En gros, on ne sait pas lire entre les lignes.

Puisqu’on ne sait pas intuitivement ce qu’il convient de dire ou quelle expression faciale adopter dans telle ou telle situation, on prend notre entourage comme exemple. C’est ce qu’on appelle le « masquage ». C’est un réflexe d’adaptation qui ne règle pas tout. Il nous aide à paraître normaux, mais pas à nous sentir normaux. L’un des aspects les plus irritants de l’autisme, c’est l’impression que nos sens sont exacerbés. Par exemple, je redoute d’aller au centre-ville de Montréal parce que c’est un endroit trop intense. Vous êtes naturellement capables de faire abstraction de certaines choses, alors que je les subis à 1 000 %. La multitude d’odeurs me submerge immédiatement et le bruit des klaxons et des travaux de construction agressent mes oreilles. Pour empirer les choses, les gens pressés me bousculent en se déplaçant. Tout d’un coup, mon cerveau explose sous la pression de ce déferlement d’information. Je commence à faire de l’hyperventilation, parce que je ne sais plus où je m’en vais. C’est une situation que de nombreuses personnes autistes comme moi doivent subir chaque jour.

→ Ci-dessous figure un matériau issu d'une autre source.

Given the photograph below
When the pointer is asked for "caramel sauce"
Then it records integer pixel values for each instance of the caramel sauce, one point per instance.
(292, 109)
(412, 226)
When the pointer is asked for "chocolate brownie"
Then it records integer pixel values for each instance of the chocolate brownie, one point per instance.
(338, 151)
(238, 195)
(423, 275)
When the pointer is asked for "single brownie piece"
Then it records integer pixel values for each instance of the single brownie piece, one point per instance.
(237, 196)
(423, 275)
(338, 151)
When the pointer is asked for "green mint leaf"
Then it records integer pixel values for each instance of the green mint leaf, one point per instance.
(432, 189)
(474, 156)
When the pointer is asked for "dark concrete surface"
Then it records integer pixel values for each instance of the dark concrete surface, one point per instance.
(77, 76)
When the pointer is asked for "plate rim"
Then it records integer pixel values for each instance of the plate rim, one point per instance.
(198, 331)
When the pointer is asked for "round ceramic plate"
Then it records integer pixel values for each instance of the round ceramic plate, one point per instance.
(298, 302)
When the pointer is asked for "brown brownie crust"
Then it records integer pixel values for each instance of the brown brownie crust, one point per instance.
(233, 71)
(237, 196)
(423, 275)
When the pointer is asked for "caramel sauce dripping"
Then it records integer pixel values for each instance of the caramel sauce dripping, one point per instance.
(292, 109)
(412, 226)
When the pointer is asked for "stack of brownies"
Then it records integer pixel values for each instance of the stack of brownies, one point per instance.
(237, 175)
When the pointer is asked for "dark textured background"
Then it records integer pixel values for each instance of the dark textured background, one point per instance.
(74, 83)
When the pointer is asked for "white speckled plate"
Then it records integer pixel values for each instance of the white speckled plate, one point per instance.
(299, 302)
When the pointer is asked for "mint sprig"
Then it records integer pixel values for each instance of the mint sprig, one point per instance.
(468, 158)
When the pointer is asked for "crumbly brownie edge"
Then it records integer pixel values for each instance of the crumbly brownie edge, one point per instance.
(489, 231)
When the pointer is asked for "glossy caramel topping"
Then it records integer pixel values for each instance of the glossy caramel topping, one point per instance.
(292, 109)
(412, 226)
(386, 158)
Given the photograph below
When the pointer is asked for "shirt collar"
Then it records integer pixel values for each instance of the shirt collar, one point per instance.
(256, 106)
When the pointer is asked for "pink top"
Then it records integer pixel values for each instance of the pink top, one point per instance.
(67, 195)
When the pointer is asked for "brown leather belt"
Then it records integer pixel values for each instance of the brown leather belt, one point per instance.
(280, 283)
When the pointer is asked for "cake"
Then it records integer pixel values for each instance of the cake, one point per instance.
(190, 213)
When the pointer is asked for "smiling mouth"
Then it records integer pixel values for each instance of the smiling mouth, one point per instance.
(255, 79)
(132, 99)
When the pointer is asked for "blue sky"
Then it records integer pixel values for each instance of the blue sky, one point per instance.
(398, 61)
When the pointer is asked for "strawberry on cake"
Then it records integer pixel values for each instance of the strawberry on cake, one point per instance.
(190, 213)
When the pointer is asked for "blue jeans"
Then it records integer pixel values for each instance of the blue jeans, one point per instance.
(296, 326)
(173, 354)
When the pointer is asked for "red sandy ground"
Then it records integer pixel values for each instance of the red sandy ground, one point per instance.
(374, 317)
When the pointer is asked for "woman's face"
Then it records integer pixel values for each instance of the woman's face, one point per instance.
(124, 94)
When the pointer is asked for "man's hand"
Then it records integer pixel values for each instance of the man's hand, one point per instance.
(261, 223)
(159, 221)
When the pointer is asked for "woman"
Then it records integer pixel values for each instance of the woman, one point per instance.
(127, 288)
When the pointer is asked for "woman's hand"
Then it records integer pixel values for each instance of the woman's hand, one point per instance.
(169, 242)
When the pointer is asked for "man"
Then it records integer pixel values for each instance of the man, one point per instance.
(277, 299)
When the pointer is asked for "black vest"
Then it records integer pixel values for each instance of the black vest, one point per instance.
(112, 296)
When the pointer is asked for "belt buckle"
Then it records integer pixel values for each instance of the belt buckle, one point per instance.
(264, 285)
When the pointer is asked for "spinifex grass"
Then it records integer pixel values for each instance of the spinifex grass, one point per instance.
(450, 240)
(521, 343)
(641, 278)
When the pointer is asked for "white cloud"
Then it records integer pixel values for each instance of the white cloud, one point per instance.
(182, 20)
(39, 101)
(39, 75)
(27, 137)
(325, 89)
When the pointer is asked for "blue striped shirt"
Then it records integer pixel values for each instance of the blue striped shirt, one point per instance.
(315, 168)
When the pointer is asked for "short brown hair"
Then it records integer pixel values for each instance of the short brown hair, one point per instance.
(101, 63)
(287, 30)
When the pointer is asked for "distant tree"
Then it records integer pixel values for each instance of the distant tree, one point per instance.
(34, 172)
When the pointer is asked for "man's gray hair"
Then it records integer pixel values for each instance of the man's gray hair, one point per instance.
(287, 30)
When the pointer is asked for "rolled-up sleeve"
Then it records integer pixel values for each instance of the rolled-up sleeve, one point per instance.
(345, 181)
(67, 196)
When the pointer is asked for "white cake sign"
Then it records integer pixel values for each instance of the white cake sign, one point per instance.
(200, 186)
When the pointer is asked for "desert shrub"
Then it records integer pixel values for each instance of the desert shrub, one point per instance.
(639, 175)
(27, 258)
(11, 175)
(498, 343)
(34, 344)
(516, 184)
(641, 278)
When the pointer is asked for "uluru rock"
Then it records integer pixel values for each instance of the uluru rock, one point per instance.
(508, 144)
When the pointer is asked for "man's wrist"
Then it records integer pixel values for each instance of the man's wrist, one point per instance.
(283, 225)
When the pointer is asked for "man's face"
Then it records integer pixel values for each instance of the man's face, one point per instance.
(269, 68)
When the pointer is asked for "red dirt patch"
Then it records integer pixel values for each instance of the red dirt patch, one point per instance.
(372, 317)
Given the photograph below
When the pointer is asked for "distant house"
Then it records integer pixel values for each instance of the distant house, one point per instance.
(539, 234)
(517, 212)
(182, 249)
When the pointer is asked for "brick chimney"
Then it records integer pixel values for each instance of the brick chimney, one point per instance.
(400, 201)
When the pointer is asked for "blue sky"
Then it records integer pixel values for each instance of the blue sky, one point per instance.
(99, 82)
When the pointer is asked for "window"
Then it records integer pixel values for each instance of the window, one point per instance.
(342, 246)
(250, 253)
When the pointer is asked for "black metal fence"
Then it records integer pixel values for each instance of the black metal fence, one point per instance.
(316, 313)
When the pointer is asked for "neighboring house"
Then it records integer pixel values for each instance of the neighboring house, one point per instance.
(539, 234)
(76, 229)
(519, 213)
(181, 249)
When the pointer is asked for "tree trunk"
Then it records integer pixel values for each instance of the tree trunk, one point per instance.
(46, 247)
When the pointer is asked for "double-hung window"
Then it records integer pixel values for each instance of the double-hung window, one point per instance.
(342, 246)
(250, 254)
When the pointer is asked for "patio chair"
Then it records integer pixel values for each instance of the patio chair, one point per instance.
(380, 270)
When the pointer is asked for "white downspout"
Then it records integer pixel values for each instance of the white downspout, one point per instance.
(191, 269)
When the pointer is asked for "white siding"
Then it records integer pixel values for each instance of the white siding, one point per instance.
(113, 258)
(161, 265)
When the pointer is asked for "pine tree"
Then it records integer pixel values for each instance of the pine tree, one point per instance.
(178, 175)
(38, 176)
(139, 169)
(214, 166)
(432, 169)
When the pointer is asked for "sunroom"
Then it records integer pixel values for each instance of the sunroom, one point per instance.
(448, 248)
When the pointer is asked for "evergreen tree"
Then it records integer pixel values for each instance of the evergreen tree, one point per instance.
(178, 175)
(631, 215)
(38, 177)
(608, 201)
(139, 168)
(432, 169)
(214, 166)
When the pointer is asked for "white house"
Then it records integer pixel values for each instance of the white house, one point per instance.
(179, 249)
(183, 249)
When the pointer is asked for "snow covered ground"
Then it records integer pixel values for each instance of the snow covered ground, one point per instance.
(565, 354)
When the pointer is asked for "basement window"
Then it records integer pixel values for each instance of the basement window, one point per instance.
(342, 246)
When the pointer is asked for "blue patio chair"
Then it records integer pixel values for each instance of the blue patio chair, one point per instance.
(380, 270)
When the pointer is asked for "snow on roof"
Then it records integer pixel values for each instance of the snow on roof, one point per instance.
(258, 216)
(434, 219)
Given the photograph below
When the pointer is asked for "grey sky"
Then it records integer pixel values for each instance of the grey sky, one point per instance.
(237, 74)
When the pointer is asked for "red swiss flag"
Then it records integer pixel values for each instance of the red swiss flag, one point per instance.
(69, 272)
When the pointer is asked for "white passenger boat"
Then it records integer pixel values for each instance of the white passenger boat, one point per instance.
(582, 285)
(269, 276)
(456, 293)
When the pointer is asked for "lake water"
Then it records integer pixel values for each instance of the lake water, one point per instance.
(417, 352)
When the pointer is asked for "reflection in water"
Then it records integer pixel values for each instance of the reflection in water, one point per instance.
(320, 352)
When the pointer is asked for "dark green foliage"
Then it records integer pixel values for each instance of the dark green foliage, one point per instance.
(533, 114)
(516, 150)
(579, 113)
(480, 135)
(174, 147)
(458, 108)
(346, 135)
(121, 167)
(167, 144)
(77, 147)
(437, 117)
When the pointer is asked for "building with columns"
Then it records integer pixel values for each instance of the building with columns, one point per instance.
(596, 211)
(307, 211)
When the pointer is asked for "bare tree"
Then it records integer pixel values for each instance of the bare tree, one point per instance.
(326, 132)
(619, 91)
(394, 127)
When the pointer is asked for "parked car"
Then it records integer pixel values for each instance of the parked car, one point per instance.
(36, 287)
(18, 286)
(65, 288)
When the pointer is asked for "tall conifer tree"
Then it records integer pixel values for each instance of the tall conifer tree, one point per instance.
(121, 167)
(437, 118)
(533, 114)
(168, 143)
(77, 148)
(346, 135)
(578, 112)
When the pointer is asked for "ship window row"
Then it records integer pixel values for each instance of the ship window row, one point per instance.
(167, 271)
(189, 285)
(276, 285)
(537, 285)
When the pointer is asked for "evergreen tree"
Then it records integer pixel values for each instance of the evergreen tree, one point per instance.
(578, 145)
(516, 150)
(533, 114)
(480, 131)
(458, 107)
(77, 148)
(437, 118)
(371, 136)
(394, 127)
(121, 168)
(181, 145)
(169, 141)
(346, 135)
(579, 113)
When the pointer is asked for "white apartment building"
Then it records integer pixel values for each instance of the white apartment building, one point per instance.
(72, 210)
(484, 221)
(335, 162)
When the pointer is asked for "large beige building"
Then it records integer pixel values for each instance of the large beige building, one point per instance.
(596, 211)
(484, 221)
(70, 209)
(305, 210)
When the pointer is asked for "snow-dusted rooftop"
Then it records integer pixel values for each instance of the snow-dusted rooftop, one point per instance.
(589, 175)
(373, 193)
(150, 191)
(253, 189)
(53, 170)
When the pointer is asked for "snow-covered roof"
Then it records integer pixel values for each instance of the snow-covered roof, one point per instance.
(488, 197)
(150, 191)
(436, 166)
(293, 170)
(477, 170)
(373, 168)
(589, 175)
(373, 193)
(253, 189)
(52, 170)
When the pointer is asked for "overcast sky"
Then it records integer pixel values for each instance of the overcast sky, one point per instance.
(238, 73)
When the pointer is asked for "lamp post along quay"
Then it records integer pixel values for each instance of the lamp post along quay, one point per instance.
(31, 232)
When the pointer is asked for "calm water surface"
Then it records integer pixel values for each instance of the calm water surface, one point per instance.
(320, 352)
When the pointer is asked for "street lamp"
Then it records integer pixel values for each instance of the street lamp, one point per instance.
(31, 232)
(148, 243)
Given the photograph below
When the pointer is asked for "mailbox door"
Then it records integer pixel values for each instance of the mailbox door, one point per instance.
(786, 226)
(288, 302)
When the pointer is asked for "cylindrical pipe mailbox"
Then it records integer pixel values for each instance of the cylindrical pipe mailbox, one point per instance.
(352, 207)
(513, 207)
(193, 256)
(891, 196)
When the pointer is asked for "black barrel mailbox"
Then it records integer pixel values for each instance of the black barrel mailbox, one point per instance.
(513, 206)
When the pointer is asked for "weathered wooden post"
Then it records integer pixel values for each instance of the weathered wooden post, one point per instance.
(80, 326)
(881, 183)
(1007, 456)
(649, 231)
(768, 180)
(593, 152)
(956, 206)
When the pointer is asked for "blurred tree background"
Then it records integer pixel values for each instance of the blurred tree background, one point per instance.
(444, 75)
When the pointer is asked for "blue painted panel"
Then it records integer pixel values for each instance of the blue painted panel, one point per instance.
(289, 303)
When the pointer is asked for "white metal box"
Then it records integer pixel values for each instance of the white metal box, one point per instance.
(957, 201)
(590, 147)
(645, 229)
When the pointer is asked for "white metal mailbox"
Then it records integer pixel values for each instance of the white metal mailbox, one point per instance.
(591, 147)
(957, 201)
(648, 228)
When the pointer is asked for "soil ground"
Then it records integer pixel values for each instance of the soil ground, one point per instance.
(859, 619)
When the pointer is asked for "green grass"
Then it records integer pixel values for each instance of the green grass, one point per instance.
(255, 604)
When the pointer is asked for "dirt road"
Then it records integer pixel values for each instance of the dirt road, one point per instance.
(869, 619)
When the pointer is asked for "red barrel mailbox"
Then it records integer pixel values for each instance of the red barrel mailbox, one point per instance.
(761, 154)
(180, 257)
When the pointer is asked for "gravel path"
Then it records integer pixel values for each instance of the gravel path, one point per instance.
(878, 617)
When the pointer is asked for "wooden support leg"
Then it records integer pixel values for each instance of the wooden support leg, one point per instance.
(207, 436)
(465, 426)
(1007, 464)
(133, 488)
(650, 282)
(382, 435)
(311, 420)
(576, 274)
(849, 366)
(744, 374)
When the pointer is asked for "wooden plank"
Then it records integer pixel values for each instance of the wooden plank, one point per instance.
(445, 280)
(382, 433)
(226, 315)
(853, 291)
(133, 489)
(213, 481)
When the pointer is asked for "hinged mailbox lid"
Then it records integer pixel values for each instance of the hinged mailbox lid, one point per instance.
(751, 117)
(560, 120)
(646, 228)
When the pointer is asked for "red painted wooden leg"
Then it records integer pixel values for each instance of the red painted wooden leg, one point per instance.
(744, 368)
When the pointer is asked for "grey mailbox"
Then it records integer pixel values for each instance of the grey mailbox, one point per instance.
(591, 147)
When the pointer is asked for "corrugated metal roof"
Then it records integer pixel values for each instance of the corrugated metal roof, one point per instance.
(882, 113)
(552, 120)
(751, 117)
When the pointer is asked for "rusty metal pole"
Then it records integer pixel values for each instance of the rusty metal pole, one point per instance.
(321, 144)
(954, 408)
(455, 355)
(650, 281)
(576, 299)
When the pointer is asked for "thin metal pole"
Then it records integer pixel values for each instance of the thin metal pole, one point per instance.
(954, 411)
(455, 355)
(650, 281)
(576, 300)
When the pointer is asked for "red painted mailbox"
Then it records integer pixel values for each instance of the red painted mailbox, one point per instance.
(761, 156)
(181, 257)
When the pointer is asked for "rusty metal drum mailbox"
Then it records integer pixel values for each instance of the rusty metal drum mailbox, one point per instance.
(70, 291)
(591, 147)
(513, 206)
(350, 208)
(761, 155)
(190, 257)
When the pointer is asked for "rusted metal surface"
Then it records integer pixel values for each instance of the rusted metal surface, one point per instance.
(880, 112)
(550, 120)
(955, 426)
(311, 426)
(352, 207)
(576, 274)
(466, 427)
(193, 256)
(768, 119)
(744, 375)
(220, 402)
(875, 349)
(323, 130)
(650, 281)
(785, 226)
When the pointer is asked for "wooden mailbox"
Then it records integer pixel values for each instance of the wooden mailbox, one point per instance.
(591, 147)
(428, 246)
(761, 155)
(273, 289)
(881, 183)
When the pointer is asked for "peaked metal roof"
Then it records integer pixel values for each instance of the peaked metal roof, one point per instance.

Tout comme chaque personne est unique, chaque cerveau l’est aussi. On doit faire mieux pour célébrer nos différences et accepter les gens tels qu’ils sont. Même si certains aspects de l’autisme compliquent ma vie, je ne souhaite pas avoir un « cerveau normal ». J’aime la manière dont il fonctionne, parce qu’il me permet de voir le monde d’un œil complètement unique et différent.

Voilà pourquoi je vous demande de célébrer nos différences – faites preuve de curiosité, n’hésitez pas à nous poser des questions parce que c’est en se parlant qu’on a moins peur de l’inconnu.

Cet automne, Kate Zarbatany s’apprête à entamer sa 11e année à l’école secondaire Macdonald High. Elle a de nombreux champs d’intérêt et c’est sa curiosité qui guidera ses choix de carrière. En ce moment, elle contemple la neurologie ou la psychologie comportementale, à titre de chercheuse et d’enseignante. Elle a parlé et écrit sur son expérience de la neurodivergence.

À titre d’agent fédérateur et facilitateur auprès du milieu de la recherche sur le cerveau, la Fondation Brain Canada soutient les efforts visant à réduire les inégalités en matière de santé. Il s’agit entre autres d’évaluer les différentes manières dont les maladies et troubles neurologiques affectent les hommes, les femmes et les diverses identités de genres, ainsi que les différents stades du développement neurologique et du vieillissement. Ainsi, la Fondation Brain Canada espère faire progresser la science ayant égard au sexe et au genre, et ce, en éliminant les obstacles et biais systémiques de manière à favoriser un accès universel aux résultats de la recherche audacieuse et à ses bénéfices.